Sergio Rizzo sul Corriere della Sera parla del “fu menu proletario” del ristorante di Palazzo Madama e del cambiamento di abitudini dei nostri dipendenti impegnati in politica, da sempre poco propensi a frequentare le aule  parlamentari ma al contrario indaffaratissimi ad occupare i tavoli delle mense a loro riservate.

Prima:

(…) il filetto di bue a 5 euro e 53 era quasi sempre esaurito. E le lamelle di spigola con radicchio e mandorle, a 3 euro e 34, andavano via come l’acqua fresca. I tavoli erano regolarmente tutti occupati, i camerieri in guanti bianchi andavano e venivano, lo scricchiolio del parquet e la soave musica delle posate d’argento che tintinnavano sulle stoviglie de luxe accompagnava dolcemente la predigestione.

Dopo il ritocchino sui prezzi (una foglia di fico nel mare di privilegi ad appannaggio di questa gente):

(…) un bel giorno, i clienti hanno cominciato a disertare la sala.

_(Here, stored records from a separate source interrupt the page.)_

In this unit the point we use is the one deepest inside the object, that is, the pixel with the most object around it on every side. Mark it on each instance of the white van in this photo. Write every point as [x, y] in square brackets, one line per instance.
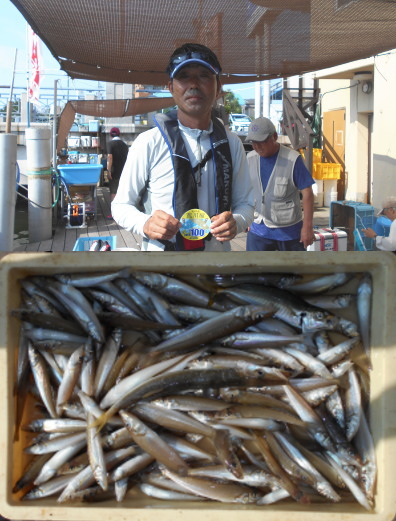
[239, 123]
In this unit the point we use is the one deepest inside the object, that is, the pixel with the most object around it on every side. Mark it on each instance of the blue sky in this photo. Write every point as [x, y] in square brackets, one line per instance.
[13, 36]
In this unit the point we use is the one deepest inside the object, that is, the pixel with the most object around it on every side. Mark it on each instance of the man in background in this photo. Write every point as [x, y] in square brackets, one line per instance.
[117, 152]
[283, 189]
[382, 242]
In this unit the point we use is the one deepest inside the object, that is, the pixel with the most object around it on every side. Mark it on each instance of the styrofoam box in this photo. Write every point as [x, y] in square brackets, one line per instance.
[327, 239]
[381, 266]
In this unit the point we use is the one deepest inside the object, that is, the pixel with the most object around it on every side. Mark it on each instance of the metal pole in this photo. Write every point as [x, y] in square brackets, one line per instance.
[27, 77]
[54, 125]
[8, 146]
[9, 104]
[38, 152]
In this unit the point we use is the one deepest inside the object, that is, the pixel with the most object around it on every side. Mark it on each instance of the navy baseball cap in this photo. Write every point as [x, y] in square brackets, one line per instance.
[201, 56]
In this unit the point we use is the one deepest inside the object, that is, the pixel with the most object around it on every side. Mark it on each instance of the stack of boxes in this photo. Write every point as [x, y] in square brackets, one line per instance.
[325, 175]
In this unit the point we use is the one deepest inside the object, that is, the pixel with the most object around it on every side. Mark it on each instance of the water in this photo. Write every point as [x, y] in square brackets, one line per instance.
[21, 226]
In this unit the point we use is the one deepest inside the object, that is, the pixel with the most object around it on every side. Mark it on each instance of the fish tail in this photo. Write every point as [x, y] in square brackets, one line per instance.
[101, 421]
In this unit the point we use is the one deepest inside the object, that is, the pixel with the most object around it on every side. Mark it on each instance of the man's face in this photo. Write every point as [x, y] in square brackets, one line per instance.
[268, 147]
[195, 89]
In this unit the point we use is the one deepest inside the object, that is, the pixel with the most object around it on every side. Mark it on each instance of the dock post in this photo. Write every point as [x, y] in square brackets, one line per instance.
[8, 146]
[39, 183]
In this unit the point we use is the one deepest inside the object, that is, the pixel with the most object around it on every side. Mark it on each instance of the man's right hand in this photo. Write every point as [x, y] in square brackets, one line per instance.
[161, 225]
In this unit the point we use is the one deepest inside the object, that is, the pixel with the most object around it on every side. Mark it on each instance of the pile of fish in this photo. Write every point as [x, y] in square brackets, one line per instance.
[243, 388]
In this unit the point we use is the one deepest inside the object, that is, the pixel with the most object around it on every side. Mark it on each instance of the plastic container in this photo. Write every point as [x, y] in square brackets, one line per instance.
[317, 155]
[93, 125]
[327, 170]
[84, 243]
[382, 226]
[318, 200]
[381, 265]
[80, 174]
[350, 215]
[327, 239]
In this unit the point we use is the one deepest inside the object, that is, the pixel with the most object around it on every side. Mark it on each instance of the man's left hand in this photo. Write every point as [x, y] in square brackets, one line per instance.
[307, 236]
[224, 227]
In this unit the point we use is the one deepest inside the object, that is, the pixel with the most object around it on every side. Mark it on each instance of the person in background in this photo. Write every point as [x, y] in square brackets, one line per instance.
[117, 152]
[283, 189]
[385, 243]
[187, 161]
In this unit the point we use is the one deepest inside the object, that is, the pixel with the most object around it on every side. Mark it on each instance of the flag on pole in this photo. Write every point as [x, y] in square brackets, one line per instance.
[36, 66]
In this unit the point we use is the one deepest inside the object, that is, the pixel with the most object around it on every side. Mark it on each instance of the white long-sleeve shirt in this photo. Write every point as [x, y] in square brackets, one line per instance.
[149, 173]
[387, 243]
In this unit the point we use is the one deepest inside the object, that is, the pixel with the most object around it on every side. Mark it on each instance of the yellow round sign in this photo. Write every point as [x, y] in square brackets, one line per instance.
[195, 225]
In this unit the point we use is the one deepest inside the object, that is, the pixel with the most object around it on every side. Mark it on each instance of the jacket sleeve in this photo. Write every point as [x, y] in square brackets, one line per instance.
[242, 191]
[126, 206]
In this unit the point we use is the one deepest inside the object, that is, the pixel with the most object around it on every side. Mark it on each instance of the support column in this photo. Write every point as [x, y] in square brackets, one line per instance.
[39, 183]
[8, 145]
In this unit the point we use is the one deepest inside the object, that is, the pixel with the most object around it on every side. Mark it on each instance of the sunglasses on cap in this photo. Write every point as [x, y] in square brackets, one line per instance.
[266, 140]
[177, 62]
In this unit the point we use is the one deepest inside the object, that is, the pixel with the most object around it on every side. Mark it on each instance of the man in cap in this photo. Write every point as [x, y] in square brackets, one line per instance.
[117, 152]
[188, 161]
[381, 242]
[283, 189]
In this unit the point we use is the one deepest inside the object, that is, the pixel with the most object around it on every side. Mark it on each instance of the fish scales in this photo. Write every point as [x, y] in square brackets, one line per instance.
[226, 410]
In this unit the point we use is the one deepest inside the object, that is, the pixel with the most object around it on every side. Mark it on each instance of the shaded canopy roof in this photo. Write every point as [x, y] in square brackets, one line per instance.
[130, 41]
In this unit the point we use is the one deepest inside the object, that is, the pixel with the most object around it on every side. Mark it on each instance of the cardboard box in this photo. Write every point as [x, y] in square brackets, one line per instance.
[327, 239]
[381, 266]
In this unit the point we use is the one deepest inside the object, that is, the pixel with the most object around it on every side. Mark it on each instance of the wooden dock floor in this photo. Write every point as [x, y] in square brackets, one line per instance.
[64, 239]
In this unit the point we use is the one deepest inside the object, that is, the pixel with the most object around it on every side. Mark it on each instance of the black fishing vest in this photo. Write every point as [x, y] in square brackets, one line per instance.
[185, 187]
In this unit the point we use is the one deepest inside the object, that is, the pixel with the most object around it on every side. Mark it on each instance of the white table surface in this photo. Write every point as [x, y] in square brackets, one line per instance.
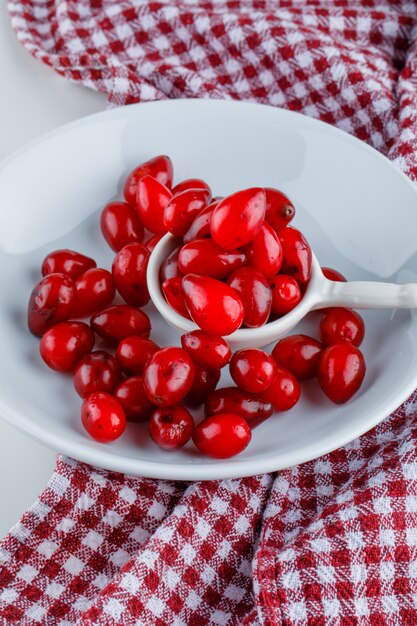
[33, 100]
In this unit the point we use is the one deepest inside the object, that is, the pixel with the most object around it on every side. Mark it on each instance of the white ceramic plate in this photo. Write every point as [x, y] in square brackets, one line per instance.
[358, 211]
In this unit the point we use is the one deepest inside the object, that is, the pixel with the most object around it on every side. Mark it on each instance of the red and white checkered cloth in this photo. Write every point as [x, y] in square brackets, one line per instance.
[330, 543]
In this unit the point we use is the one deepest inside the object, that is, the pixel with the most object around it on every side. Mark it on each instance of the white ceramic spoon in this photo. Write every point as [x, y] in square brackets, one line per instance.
[320, 293]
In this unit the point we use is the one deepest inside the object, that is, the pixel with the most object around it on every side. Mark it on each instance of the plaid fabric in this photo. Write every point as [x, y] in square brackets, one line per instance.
[329, 543]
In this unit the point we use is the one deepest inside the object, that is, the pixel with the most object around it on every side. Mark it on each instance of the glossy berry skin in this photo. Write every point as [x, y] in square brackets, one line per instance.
[172, 290]
[190, 183]
[206, 350]
[67, 262]
[160, 168]
[98, 371]
[251, 407]
[215, 307]
[120, 225]
[332, 274]
[255, 294]
[299, 354]
[95, 290]
[279, 209]
[133, 353]
[129, 274]
[205, 257]
[222, 436]
[119, 321]
[168, 376]
[181, 210]
[132, 396]
[264, 253]
[52, 300]
[285, 391]
[64, 345]
[171, 427]
[204, 383]
[341, 371]
[151, 200]
[237, 219]
[297, 255]
[103, 417]
[252, 370]
[339, 324]
[200, 228]
[286, 294]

Arrivavano sulla porta, davano un’occhiata al menù sgranando gli occhi e poi giravano i tacchi. (…) Se prima il ristorante era sempre pieno zeppo e commensali si abbuffavano di bistecche al sangue e filetti di orata in crosta di patate, dopo l’aumento è come se i rari clienti avessero deciso tutti contemporaneamente di mettersi a dieta. Riso all’inglese, pasta in bianco, insalatina…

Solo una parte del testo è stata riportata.